95. Il convient cependant de rappeler que le Tribunal a constaté, ci-dessus, que ces mesures ont été prises volontairement et en l'absence d'une décision de la Commission ayant produit des effets juridiques à l'égard du Gouvernement néerlandais. Il s'ensuit que les effets contraignants qui découlent, pour les requérantes, des actes pris par les autorités nationales ne sont pas imputables à la Commission et ne sauraient, dès lors, être considérés comme des effets produits par les lettres attaquées.
96. Les dites lettres sont donc dépourvues d'effets obligatoires à l'égard des requérantes.

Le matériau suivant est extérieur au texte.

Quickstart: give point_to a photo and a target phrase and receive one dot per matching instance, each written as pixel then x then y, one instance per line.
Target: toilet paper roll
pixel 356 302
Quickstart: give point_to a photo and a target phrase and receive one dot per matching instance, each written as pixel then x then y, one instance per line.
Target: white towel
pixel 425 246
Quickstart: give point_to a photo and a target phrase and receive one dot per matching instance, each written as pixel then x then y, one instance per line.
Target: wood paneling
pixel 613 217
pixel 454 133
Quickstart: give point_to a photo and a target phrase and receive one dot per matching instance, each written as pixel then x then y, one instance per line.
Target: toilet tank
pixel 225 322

3. Sur la protection juridictionnelle due aux particuliers
97. Les requérantes ont encore fait valoir que la protection juridictionnelle due aux particuliers ne serait pas suffisamment garantie si le Tribunal admettait que la Commission puisse procéder, aux fins de l'application du droit de la concurrence, à une concertation avec les autorités nationales, débouchant sur des mesures obligatoires pour les justiciables sr le plan national, sans que ses prises de position dans ce cadre soient soumises à un contrôle par le juge communautaire.

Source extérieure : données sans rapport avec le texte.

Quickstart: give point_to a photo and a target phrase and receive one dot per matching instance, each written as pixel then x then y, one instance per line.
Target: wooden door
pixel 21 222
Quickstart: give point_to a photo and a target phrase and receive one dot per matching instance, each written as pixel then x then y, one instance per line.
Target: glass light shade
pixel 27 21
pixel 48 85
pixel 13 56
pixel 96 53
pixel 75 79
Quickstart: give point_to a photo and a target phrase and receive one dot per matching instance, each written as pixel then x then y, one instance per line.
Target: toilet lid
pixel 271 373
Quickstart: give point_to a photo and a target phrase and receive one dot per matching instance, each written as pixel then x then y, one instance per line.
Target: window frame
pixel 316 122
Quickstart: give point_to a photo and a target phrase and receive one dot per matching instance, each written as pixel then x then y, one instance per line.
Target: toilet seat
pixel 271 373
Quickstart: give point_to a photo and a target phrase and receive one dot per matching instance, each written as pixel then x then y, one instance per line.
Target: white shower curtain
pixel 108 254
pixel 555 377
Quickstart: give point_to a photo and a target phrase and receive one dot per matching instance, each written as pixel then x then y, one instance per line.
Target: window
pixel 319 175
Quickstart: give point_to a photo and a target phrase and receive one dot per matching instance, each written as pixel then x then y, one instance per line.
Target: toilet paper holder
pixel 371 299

98. A cet égard, il y a lieu d'observer que la protection juridictionnelle que revendiquent les requérantes viserait, en substance, à obtenir du Tribunal une constatation relative à la compatibilité de leur accord avec le droit communautaire de la concurrence et au bien-foncé de la position prise par Sir Léon Brittan dans sa lettre du 6 mars 1989. Or, une telle forme de protection juridictionnelle n'est pas prévue par l'article 173 du traité. S'il est vrai que les dispositions concernant le droit d'agir des justiciables ne sauraient être interprétées restrictivement (voir l'arrêt de la Cour du 15 juillet 1963, Plaumann/Commission, 25-62, Rec. p. 197, 222), ce serait cependant outrepasser les limites de l'interprétation du traité que d'accueillir un recours qui serait étranger à cette disposition.

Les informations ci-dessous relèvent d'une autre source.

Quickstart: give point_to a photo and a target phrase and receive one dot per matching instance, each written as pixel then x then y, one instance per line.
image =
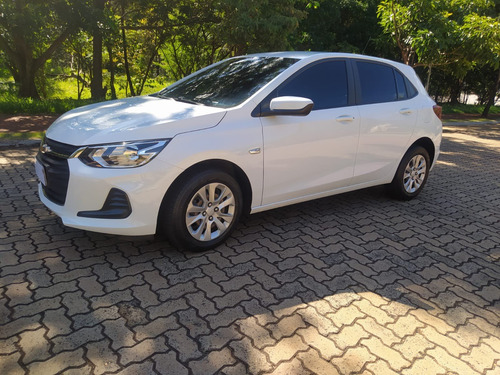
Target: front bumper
pixel 88 189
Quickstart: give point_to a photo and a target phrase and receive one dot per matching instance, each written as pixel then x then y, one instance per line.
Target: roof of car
pixel 308 54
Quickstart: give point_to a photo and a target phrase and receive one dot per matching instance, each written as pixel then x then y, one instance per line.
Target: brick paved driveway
pixel 356 283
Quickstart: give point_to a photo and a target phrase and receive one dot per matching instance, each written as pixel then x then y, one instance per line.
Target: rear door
pixel 388 110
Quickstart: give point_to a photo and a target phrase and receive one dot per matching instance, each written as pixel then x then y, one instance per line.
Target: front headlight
pixel 121 155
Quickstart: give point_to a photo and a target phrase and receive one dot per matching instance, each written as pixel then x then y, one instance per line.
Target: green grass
pixel 63 97
pixel 12 105
pixel 459 109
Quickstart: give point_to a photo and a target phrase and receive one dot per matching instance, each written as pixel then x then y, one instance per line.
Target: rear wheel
pixel 201 212
pixel 412 174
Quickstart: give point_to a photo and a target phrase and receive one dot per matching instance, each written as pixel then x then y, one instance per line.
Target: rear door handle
pixel 345 118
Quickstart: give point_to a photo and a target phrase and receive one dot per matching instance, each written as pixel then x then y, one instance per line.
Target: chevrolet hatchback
pixel 244 135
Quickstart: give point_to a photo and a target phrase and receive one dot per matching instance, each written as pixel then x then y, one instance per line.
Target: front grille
pixel 56 168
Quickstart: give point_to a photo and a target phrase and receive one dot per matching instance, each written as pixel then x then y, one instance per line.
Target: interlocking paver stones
pixel 356 283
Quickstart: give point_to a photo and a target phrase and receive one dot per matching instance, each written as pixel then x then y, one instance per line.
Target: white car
pixel 244 135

99. Pour toutes ces raisons, le Tribunal constate que la lettre adressée le 6 mars 1989 par Sir Léon Brittan au secrétaire d'Etat néerlandais aux affaires économiques et à son homologue du ministère du Bien être, de la Santé publique et de la Culture, prise isolément ou conjointement avec les trois lettres du directeur Rocca, en date du 16 mars et des 4 et 28 avril 1989, visées à titre subsidiaire par le présent recours, n'a produit d'effets juridiques obligatoires ni à l'égard du Royaume des Pays-Bas, ni à l'égard des requérantes et que, dès lors, une décision susceptible de recours fait, en l'espèce, défaut.
100. Il convient donc de rejeter le présent recours comme irrecevable sans qu'il y ait lieu d'examiner la question de savoir si la lettre que Sir Léon Brittan a adressée au Gouvernement néerlandais concerne directement et individuellement les requérantes.
Sur les dépens
101. Aux termes de l'article 69, paragraphe 2, du règlement de procédure de la Cour, applicable mutatis mutandis à la procédure devant le Tribunal en vertu de l'article 11, troisième alinéa, de la décision du Conseil du 24 octobre 1988, précitée, toute partie qui succombe est condamnée aux dépens s'il est conclu en ce sens. Les parties requérantes ayant succombé en leurs moyens, il y a lieu de faire droit aux conclusions de la Commission et de les condamner solidairement aux dépens. N'ayant pas conclu sur ce point, la partie intervenante supportera ses propres dépens.
Par ces motifs,
LE TRIBUNAL (première chambre),
déclare et arrête :
1. Le recours est rejeté comme irrecevable.
2. Les parties requérantes sont condamnées solidairement aux dépens, à l'exception des dépens exposés par la partie intervenante qui seront supportés par celle-ci.